Annual Defense Bill Aims to Rein in Pentagon Outsourcing

Annual Defense Bill Aims to Rein in Pentagon Outsourcing

In this July 25, 2016 file photo, former U.S. Rep. Colleen Hanabusa speaks to The Associated Press in Honolulu.

Supporters say measure would protect federal employees from seeing their jobs contracted out.

Lawmakers are looking to reinstate a cap on the Defense Department’s service contract spending next year, amid concerns the Pentagon has unduly outsourced federal work.

The measure was attached to the annual defense authorization bill approved by the House Armed Services Committee, and would prevent Defense from spending more on service contracts than it did in fiscal 2010. Such a cap was in place from fiscal years 2012 through 2015 but lawmakers removed it the last two years.

Rep. Colleen Hanabusa, D-Hawaii, who introduced the amendment, said the measure would save the Pentagon money.

“Restoration of that cap was necessary to deter the transfer of federal work to more costly service contractors” and to “strike a fair balance,” Hanabusa said.

The amendment will prevent “unfair and inefficient” outsourcing of jobs, according to Jamie Hiranaka, president of an International Federation of Professional and Technical Engineers local that represents Navy civilians in Hawaii, which pushed for its inclusion.

“Without this provision, DoD agencies would be compelled to outsource any new work to service contractors,” Hiranaka wrote in a letter thanking Hanabusa, “as there would be no room to hire more federal workers under what amounts to an arbitrary cap on the DoD civilian workforce.”

Michael Fischetti, executive director of the National Contract Management Association, said there are already layers of statues and memoranda dictating when agencies should contract out services.

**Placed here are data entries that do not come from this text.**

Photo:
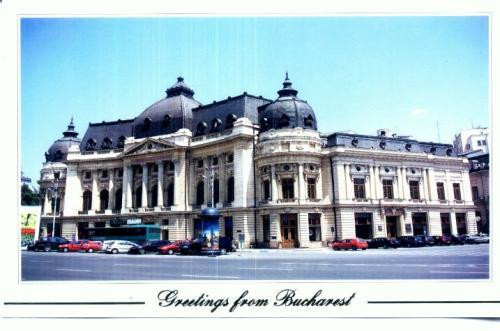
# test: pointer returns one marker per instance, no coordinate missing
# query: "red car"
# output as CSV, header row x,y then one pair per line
x,y
353,244
170,248
81,245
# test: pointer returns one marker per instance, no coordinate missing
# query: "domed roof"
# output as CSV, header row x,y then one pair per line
x,y
287,111
59,149
169,114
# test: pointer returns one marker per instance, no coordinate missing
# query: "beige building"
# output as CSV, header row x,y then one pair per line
x,y
277,181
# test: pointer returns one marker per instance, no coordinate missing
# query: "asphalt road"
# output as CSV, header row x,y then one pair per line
x,y
453,262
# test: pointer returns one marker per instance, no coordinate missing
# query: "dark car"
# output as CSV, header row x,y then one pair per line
x,y
427,240
48,244
410,241
383,242
149,247
199,246
442,240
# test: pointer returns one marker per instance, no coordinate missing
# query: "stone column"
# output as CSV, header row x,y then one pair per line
x,y
95,191
453,223
301,184
129,176
180,182
274,184
144,200
161,166
111,189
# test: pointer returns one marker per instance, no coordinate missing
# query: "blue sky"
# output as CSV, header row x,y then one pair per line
x,y
358,73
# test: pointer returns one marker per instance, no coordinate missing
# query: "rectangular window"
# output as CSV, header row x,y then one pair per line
x,y
388,189
440,189
359,188
456,191
267,193
287,188
414,189
311,188
475,193
314,227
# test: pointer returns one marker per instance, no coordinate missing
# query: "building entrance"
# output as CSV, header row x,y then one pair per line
x,y
364,226
392,226
289,230
419,221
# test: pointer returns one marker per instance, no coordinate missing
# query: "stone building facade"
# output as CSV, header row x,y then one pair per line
x,y
277,181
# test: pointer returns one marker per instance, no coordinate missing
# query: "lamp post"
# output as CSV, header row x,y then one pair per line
x,y
53,190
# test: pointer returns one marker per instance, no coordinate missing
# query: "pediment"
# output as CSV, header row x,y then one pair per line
x,y
149,146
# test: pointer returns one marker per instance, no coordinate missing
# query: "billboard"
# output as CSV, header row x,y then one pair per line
x,y
30,223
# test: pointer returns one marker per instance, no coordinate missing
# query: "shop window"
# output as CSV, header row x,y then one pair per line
x,y
359,188
388,189
314,227
440,190
414,189
311,188
456,191
287,188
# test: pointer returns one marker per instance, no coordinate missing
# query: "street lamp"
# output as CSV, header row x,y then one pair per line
x,y
53,191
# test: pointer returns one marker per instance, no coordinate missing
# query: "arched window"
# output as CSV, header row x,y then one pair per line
x,y
87,200
230,119
166,121
309,121
138,197
106,143
170,194
104,198
154,197
118,199
284,121
200,129
216,191
147,124
121,142
90,145
216,125
200,193
230,189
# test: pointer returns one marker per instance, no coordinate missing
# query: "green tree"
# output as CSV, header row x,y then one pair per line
x,y
29,197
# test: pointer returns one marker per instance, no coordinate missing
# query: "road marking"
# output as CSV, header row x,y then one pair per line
x,y
76,270
266,268
208,276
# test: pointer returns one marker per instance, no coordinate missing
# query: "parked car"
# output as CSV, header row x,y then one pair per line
x,y
410,241
173,247
149,247
383,242
427,240
353,244
48,244
442,240
119,246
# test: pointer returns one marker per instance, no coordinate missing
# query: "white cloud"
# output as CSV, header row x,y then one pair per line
x,y
418,112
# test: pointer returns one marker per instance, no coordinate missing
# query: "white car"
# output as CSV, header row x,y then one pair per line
x,y
118,246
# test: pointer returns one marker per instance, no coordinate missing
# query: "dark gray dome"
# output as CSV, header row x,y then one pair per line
x,y
59,149
167,115
287,111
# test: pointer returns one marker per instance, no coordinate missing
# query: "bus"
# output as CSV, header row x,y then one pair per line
x,y
138,234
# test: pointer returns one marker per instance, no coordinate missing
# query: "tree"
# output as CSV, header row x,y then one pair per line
x,y
29,197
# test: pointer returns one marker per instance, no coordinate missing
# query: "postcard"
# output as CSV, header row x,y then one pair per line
x,y
177,163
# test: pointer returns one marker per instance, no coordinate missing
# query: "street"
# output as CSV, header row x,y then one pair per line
x,y
449,262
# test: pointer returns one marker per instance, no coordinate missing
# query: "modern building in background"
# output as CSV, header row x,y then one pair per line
x,y
474,144
275,179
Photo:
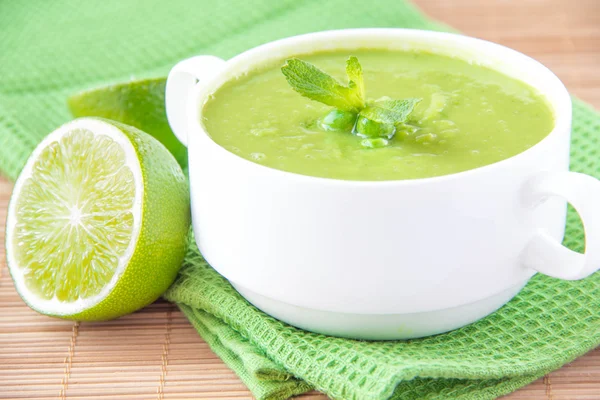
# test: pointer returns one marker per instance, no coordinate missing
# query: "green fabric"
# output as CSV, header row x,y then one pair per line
x,y
49,50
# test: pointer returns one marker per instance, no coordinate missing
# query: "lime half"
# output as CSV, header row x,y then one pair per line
x,y
98,221
139,103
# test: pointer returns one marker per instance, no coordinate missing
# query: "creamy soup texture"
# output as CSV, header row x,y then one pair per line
x,y
469,116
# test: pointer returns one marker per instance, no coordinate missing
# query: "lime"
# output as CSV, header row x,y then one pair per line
x,y
97,222
139,103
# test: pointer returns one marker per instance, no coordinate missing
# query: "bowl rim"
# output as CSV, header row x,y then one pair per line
x,y
245,62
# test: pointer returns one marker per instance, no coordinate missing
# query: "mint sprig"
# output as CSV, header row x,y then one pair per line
x,y
373,119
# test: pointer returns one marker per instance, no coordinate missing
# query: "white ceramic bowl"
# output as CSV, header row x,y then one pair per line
x,y
434,255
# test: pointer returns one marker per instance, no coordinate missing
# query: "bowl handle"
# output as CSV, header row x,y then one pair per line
x,y
545,254
182,78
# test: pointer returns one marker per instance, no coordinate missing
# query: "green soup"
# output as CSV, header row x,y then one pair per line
x,y
469,116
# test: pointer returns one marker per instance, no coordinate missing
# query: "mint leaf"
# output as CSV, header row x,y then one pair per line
x,y
315,84
389,111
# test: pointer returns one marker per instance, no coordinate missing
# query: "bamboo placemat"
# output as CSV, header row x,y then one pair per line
x,y
156,354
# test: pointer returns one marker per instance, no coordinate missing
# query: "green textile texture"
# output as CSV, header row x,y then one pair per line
x,y
49,50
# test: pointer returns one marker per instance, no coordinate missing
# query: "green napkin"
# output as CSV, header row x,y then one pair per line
x,y
48,50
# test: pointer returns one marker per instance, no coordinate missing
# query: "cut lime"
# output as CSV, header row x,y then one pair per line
x,y
139,103
98,221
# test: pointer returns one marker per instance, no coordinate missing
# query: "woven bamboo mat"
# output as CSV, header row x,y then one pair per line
x,y
155,354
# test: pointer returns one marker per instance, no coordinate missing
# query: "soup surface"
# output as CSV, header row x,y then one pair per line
x,y
469,116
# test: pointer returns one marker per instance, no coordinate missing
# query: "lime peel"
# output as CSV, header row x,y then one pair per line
x,y
155,248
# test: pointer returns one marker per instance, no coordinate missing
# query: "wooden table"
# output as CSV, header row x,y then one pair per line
x,y
155,353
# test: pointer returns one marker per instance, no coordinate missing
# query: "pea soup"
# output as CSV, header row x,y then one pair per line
x,y
466,116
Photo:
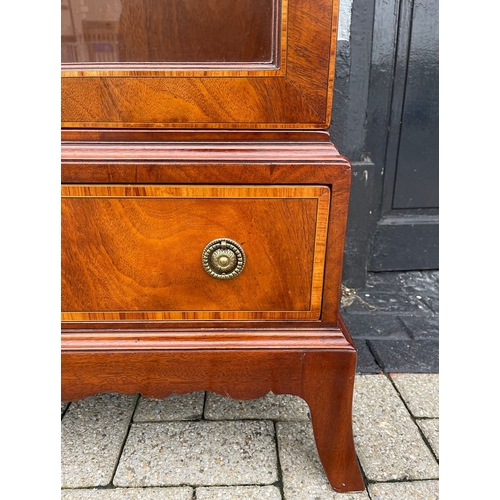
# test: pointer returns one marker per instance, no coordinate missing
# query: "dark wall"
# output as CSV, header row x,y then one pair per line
x,y
385,120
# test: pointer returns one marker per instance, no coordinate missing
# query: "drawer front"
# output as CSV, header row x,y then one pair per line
x,y
136,252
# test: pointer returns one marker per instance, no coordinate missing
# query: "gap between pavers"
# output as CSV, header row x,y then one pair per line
x,y
183,493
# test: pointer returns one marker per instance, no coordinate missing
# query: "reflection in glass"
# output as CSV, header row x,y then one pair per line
x,y
168,31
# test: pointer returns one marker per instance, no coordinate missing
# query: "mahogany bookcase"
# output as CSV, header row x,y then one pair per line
x,y
204,207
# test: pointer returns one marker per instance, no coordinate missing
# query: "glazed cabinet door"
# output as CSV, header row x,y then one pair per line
x,y
197,63
160,252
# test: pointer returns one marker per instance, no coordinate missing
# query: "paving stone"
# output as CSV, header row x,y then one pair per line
x,y
432,301
184,493
430,428
420,392
198,453
92,434
270,407
370,301
421,327
375,326
418,490
388,442
303,475
238,493
366,362
174,407
406,356
392,281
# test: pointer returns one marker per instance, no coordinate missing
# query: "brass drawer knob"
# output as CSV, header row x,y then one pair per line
x,y
223,258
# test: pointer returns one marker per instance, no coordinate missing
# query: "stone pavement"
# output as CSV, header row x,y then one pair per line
x,y
201,446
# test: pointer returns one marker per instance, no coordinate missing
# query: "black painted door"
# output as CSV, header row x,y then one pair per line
x,y
403,135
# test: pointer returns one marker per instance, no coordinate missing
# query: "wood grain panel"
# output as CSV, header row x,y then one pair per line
x,y
134,252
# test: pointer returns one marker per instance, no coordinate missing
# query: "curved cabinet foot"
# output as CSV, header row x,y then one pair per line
x,y
328,384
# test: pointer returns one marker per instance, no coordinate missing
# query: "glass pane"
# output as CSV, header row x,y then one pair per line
x,y
168,31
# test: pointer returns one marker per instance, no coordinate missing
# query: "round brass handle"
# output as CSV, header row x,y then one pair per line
x,y
223,258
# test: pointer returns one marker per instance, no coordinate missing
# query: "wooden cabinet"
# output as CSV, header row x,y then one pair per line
x,y
204,207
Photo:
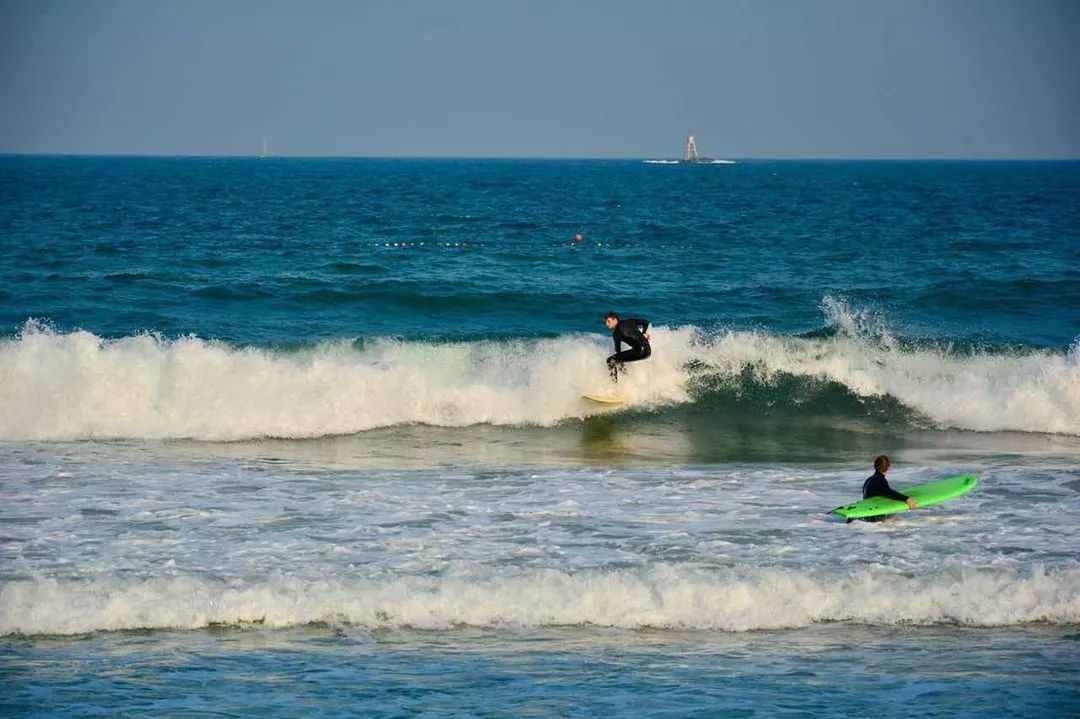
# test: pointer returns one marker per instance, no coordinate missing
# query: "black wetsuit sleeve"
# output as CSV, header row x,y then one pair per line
x,y
892,493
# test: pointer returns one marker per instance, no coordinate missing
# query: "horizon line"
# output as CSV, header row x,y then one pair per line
x,y
542,158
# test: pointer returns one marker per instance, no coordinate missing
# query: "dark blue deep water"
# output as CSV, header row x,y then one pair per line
x,y
307,437
283,252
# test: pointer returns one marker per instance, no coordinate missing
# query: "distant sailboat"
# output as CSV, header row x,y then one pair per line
x,y
691,157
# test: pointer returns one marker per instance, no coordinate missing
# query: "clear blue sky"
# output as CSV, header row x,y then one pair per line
x,y
552,78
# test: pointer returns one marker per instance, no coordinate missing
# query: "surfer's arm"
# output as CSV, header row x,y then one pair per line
x,y
892,493
643,326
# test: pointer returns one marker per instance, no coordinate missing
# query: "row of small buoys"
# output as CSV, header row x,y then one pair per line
x,y
578,239
408,245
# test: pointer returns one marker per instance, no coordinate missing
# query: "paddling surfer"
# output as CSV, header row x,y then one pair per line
x,y
876,485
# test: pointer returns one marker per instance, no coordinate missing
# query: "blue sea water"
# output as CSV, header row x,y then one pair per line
x,y
306,436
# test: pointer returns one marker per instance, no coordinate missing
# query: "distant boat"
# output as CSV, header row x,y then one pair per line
x,y
691,157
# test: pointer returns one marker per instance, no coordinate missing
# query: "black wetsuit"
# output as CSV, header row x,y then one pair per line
x,y
876,485
631,331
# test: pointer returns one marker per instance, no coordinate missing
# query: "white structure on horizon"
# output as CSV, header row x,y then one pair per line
x,y
691,151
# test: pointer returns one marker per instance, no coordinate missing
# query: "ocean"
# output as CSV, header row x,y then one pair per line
x,y
306,437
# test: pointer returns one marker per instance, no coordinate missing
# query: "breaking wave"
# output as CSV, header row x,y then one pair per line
x,y
76,385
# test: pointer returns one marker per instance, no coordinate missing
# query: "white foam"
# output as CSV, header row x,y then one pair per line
x,y
77,385
665,597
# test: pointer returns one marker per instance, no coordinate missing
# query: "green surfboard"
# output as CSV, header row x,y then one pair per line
x,y
925,494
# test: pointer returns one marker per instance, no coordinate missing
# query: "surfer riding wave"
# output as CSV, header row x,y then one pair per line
x,y
632,331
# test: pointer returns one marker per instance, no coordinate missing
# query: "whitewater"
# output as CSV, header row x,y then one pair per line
x,y
77,385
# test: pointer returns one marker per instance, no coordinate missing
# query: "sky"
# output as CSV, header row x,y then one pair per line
x,y
542,78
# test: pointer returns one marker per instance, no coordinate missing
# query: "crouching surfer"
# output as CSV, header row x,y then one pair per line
x,y
633,333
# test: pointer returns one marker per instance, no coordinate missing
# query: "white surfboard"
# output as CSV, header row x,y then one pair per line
x,y
607,398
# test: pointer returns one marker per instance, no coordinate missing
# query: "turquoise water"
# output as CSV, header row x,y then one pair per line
x,y
306,436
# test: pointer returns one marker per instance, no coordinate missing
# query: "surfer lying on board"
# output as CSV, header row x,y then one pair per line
x,y
876,485
634,333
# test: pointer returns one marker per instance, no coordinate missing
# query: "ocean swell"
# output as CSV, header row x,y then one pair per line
x,y
77,385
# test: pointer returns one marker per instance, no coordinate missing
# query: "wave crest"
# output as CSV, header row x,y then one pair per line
x,y
77,385
664,597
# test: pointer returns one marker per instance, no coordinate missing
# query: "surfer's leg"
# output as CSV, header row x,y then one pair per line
x,y
613,365
633,354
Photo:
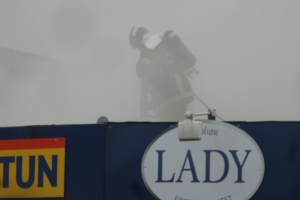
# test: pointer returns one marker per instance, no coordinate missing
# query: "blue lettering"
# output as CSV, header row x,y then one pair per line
x,y
238,164
6,160
192,168
226,167
30,180
160,166
44,168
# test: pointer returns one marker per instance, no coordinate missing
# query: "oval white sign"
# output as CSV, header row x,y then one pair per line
x,y
226,164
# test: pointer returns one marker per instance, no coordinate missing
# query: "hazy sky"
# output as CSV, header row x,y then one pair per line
x,y
247,54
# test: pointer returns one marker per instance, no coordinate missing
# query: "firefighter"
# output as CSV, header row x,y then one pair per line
x,y
163,66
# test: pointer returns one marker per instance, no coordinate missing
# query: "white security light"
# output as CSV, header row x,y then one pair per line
x,y
189,129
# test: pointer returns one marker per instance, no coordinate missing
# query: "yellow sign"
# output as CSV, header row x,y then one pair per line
x,y
32,168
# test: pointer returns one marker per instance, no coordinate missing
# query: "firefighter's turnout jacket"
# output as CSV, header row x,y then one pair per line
x,y
162,71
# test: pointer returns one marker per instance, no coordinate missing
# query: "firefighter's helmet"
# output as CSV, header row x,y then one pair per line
x,y
136,35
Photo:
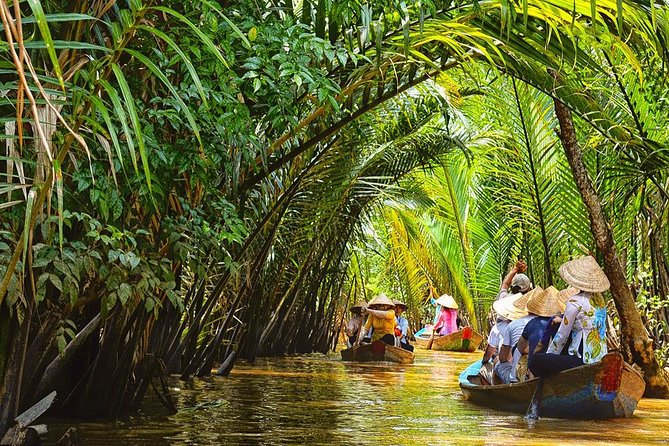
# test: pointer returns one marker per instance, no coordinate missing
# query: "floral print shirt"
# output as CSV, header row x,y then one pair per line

Rather than a spending cap, he said, agencies should follow accepted practices of whether the work is inherently governmental and conduct cost-benefit analyses.

“Any kind of arbitrary spending caps are not really the way you should make those types of decisions,” Fischetti said. The cap, he added, would lead to “not an acquisition-related decision process. It’s more of a political process.”

J. David Cox, president of American Federation of Government Employees, disagreed with that perspective, saying the cap would supplement the processes already in place.

“This cap is one of several tools intended to help prevent the Pentagon from inappropriately contracting out government jobs with little to no regard for the impact on mission or the additional cost to taxpayers,” Cox said. He added it would provide “greater insight into DoD’s current use of contractors.”